L’anziano è una componente sociale importante della società ed esige di essere trattato come tale. La logica dell’invecchiamento della popolazione richiede di essere reinterpretata, utilizzando gli anziani forti e vitali che sono alla ricerca di una "piena cittadinanza" sotto ogni profilo. Secondo il Rapporto Essere anziano oggi, il 90% delle persone ‘mature’ si trovano in condizioni discrete pur convivendo con qualche disagio.

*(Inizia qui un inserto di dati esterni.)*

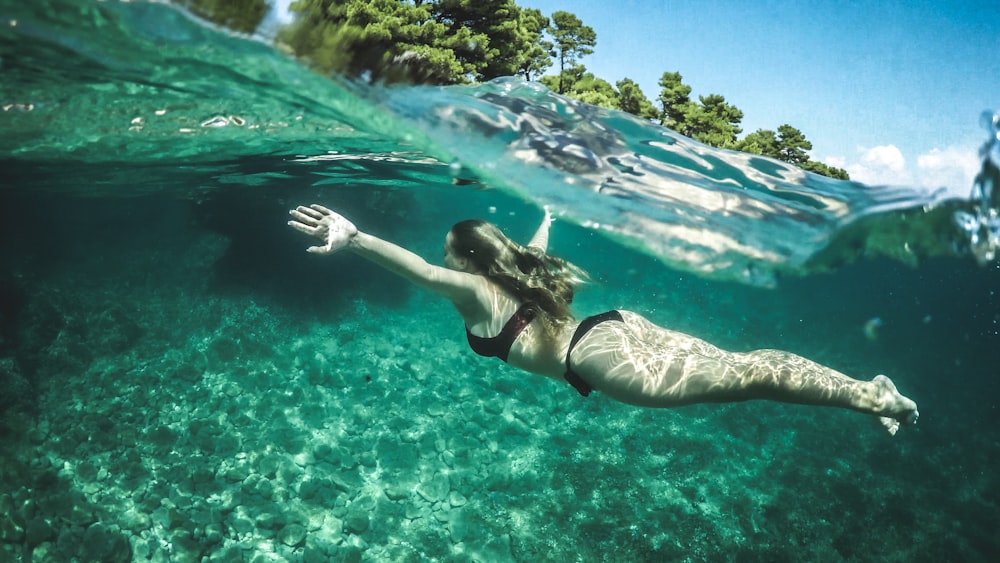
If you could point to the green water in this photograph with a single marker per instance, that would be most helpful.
(180, 380)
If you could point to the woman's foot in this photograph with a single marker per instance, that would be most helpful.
(892, 408)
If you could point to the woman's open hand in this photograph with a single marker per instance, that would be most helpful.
(326, 225)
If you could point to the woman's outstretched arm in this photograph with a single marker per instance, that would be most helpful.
(337, 233)
(541, 238)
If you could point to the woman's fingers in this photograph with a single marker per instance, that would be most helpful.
(304, 218)
(302, 228)
(317, 208)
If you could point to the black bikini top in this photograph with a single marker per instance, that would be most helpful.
(499, 345)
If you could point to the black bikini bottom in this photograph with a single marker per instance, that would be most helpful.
(590, 322)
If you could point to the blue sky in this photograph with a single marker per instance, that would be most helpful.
(891, 90)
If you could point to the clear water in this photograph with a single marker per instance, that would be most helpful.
(180, 380)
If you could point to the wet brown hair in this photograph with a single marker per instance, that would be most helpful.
(527, 272)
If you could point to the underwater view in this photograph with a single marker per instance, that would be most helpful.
(181, 381)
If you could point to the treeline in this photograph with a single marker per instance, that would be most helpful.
(462, 41)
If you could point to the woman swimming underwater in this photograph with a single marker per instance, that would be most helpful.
(515, 303)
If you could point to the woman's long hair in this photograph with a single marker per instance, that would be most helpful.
(527, 272)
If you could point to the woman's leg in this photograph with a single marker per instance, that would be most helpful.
(640, 363)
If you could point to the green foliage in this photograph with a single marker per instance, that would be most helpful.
(572, 41)
(596, 91)
(452, 41)
(444, 41)
(716, 123)
(789, 145)
(675, 99)
(632, 100)
(536, 55)
(710, 120)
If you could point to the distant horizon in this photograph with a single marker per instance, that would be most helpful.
(892, 93)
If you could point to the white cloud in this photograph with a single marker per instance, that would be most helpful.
(952, 167)
(879, 165)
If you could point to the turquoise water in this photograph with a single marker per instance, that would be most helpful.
(181, 380)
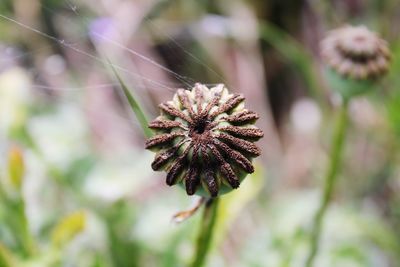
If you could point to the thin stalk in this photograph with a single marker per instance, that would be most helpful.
(330, 180)
(133, 103)
(206, 232)
(6, 259)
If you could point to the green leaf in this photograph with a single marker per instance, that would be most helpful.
(133, 103)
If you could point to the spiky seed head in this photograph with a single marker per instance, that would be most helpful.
(205, 140)
(356, 52)
(355, 58)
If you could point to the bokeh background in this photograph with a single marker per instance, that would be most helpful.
(76, 184)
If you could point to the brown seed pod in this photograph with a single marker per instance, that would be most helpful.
(205, 140)
(355, 52)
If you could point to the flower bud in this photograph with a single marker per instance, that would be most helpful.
(356, 58)
(205, 140)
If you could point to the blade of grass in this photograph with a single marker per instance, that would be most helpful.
(133, 103)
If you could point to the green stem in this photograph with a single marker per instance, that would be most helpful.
(6, 259)
(206, 232)
(330, 179)
(133, 103)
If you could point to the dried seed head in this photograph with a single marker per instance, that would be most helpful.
(356, 52)
(205, 140)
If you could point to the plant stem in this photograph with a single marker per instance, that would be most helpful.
(206, 232)
(330, 179)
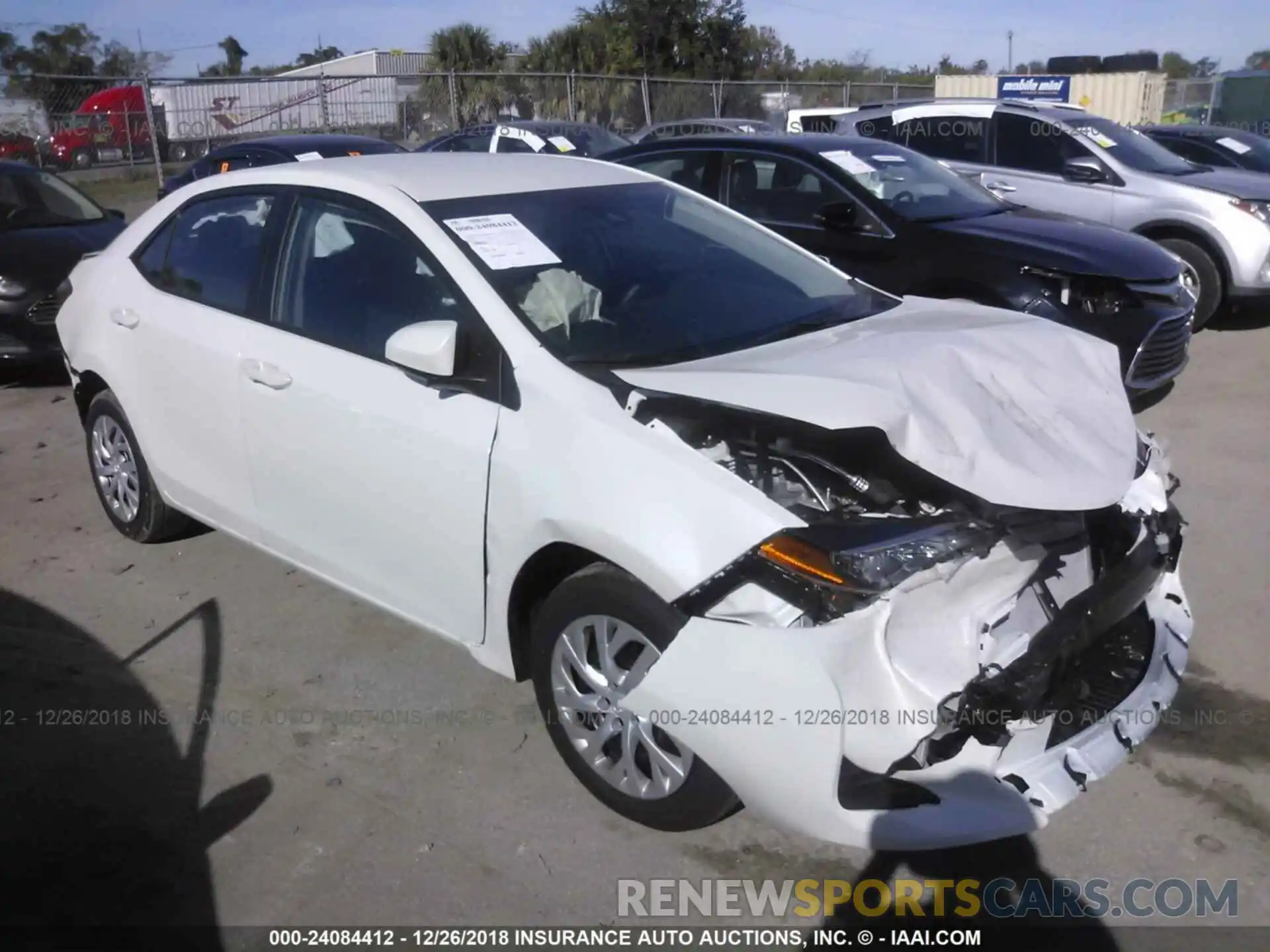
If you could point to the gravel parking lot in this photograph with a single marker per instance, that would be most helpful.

Per l’Italia il 12,6% dei nonni, dichiara di avere "qualche problema" pur rimanendo autosufficiente. Questa categoria rappresenta solo il 5,6% in Francia, il 6% in Germania, il 10,2% in Gran Bretagna e il 10,7% in Spagna. Differenze sostanziali anche per quanto riguarda la condizione economica. Le famiglie anziane con un reddito superiore ai 1.000 euro passano dal 24,3% in Spagna fino al 90,6% in Francia. In Italia, la percentuale si attesta al 42,8%, in Gran Bretagna al 49,2% e in Germania al 78,5%.